Se però guardiamo ai prodotti realmente italiani e ci concentriamo sulla questione dei residui di pesticidi e fitofarmaci nelle verdure coltivate in Italia, scopriamo che i dati per le nostre coltivazioni sono confortanti. E che i maggiori residui chimici interessano prodotti extraeuropei di importazione, il che mostra l’estrema gravità anche in termini di sicurezza alimentare (oltre che di inganno al consumatore) della tendenza di cui sopra a vendere prodotti extraeuropei spacciandoli al pubblico dietro il paravento di marchi italiani, soprattutto se i prodotti sono cinesi, sia perché la Cina è “leader” per i prodotti con residui chimici oltre i limiti di legge sia per il problema dei diritti umani e della produzione di cibi da esportare nei Laogai, i campi di concentramento cinesi.

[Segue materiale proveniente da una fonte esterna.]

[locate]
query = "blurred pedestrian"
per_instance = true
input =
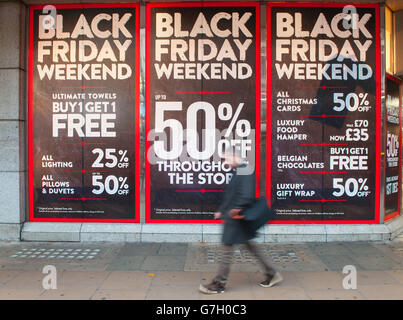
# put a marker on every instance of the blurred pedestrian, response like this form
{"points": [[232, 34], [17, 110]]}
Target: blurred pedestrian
{"points": [[239, 195]]}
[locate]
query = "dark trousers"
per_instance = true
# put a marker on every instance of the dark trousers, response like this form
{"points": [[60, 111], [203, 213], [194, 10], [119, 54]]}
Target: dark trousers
{"points": [[226, 260]]}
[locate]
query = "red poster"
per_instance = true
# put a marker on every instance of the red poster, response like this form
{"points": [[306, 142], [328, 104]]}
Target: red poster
{"points": [[203, 96], [323, 114], [84, 113]]}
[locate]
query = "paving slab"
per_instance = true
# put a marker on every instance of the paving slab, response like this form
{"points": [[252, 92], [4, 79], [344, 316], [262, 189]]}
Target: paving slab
{"points": [[118, 294], [139, 249], [126, 263], [163, 263], [382, 292], [334, 294]]}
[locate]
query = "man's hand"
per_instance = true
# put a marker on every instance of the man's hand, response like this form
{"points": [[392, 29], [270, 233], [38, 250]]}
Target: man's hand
{"points": [[217, 215], [234, 214]]}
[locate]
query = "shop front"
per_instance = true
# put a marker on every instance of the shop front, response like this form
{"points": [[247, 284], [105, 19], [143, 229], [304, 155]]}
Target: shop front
{"points": [[131, 106]]}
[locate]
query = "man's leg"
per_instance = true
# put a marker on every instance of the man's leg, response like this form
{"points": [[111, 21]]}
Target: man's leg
{"points": [[272, 276], [217, 285], [267, 266], [225, 264]]}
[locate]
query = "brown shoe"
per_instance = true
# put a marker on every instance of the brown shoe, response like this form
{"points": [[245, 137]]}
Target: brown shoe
{"points": [[271, 280], [212, 288]]}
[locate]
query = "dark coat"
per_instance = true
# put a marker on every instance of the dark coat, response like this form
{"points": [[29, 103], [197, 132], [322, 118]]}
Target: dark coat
{"points": [[239, 194]]}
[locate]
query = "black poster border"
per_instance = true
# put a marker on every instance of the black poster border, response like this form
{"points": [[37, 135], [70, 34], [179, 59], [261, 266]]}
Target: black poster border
{"points": [[375, 6], [136, 209]]}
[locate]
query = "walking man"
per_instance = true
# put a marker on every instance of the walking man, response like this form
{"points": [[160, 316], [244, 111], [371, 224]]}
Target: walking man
{"points": [[240, 193]]}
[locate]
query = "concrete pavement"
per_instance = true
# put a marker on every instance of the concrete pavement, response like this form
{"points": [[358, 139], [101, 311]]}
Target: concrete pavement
{"points": [[166, 271]]}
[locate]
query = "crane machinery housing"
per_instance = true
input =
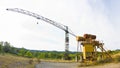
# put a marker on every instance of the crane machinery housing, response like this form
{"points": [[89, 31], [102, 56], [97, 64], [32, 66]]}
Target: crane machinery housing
{"points": [[59, 25]]}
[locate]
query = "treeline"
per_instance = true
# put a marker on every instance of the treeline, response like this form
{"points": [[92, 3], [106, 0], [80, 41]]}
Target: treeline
{"points": [[6, 47]]}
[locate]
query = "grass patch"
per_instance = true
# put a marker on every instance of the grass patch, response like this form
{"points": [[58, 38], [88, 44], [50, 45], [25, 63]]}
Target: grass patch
{"points": [[13, 61]]}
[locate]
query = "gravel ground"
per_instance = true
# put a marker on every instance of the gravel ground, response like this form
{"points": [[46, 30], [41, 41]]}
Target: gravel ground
{"points": [[73, 65]]}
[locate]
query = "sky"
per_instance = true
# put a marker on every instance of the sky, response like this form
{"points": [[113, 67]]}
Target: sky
{"points": [[97, 17]]}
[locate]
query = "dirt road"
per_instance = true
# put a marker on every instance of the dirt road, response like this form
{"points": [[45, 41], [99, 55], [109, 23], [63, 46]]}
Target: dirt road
{"points": [[74, 65]]}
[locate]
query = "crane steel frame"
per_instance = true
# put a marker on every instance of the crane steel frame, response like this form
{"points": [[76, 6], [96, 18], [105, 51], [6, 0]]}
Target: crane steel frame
{"points": [[59, 25]]}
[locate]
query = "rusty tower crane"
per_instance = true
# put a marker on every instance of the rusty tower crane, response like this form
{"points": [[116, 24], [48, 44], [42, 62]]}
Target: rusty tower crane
{"points": [[59, 25]]}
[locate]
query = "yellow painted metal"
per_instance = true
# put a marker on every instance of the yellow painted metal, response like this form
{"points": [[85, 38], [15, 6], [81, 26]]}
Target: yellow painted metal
{"points": [[88, 50]]}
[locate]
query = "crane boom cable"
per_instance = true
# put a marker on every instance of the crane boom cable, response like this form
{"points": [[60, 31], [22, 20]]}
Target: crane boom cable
{"points": [[59, 25]]}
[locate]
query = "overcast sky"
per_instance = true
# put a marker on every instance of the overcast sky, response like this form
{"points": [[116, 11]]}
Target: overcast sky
{"points": [[98, 17]]}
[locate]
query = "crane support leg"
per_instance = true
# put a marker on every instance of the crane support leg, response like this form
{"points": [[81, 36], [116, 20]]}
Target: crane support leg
{"points": [[66, 56]]}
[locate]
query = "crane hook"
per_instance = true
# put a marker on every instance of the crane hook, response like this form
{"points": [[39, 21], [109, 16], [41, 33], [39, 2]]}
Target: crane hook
{"points": [[37, 23]]}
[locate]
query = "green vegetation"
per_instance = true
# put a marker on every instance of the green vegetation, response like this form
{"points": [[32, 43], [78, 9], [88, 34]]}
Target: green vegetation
{"points": [[6, 47]]}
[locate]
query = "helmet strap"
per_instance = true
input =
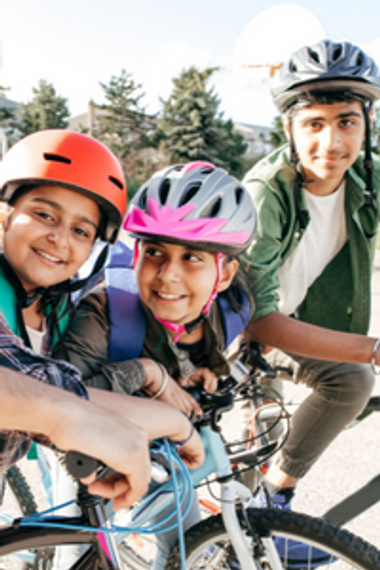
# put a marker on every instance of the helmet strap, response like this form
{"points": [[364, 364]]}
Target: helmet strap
{"points": [[299, 182], [369, 193]]}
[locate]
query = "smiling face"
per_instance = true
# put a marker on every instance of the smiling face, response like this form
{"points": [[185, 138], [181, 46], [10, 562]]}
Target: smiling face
{"points": [[176, 281], [49, 234], [328, 139]]}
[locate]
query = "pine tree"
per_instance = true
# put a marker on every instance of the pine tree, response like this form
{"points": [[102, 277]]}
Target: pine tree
{"points": [[46, 110], [9, 122], [277, 135], [193, 128], [121, 122]]}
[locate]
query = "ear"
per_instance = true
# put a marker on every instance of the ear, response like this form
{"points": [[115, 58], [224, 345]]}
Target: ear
{"points": [[5, 216], [228, 273], [371, 116], [286, 124]]}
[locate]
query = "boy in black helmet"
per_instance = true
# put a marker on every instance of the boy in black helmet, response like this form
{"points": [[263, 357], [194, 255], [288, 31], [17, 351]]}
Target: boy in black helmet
{"points": [[317, 200]]}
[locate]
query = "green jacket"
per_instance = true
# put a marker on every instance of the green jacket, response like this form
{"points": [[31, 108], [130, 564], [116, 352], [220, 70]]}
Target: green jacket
{"points": [[340, 297]]}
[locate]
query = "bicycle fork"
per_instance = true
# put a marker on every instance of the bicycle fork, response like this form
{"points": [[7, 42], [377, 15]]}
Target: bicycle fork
{"points": [[233, 492]]}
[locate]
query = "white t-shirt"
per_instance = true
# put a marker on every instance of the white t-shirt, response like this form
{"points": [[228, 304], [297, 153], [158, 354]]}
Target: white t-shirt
{"points": [[323, 238], [36, 338]]}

L’elaborazione Coldiretti sui dati Efsa (che sono dati – lo ricordiamo – relativi al 2010, pubblicati nel marzo 2013) segnala infatti che l’Italia è il Paese europeo con il minor numero di prodotti alimentari con residui chimici oltre il limite di legge. E che le criticità sono quasi tutte extraeuropee. Attraverso analisi su oltre 77.000 campioni su 582 diversi prodotti alimentari, l’Efsa è pervenuta a questi risultati: il 98,4% dei campioni esaminati ha residui chimici da pesticidi e fitofarmaci entro i limiti di legge, l’1,6% è oltre i limiti; la media dei prodotti europei è dell’1,5% di irregolarità (residui chimici oltre i limiti consentiti); l’Italia ha solo lo 0,3% di prodotti irregolari, un dato quindi di cinque volte inferiore rispetto alla media europea; nei prodotti extracomunitari importati in Europa le irregolarità (residui chimici oltre i limiti) salgono al 7,9%, un dato di 26 superiore a quello dei prodotti italiani; le maggiori criticità riguardano i cavoli cinesi (residui chimici oltre i limiti addirittura nell’83% dei casi), i broccoli cinesi (77% di irregolarità), i pomodori cinesi (47% di irregolarità), l’uva indiana (65% di irregolarità), il pepe indiano (42% di irregolarità), l’aglio argentino, le patate brasiliane, i piselli sloveni.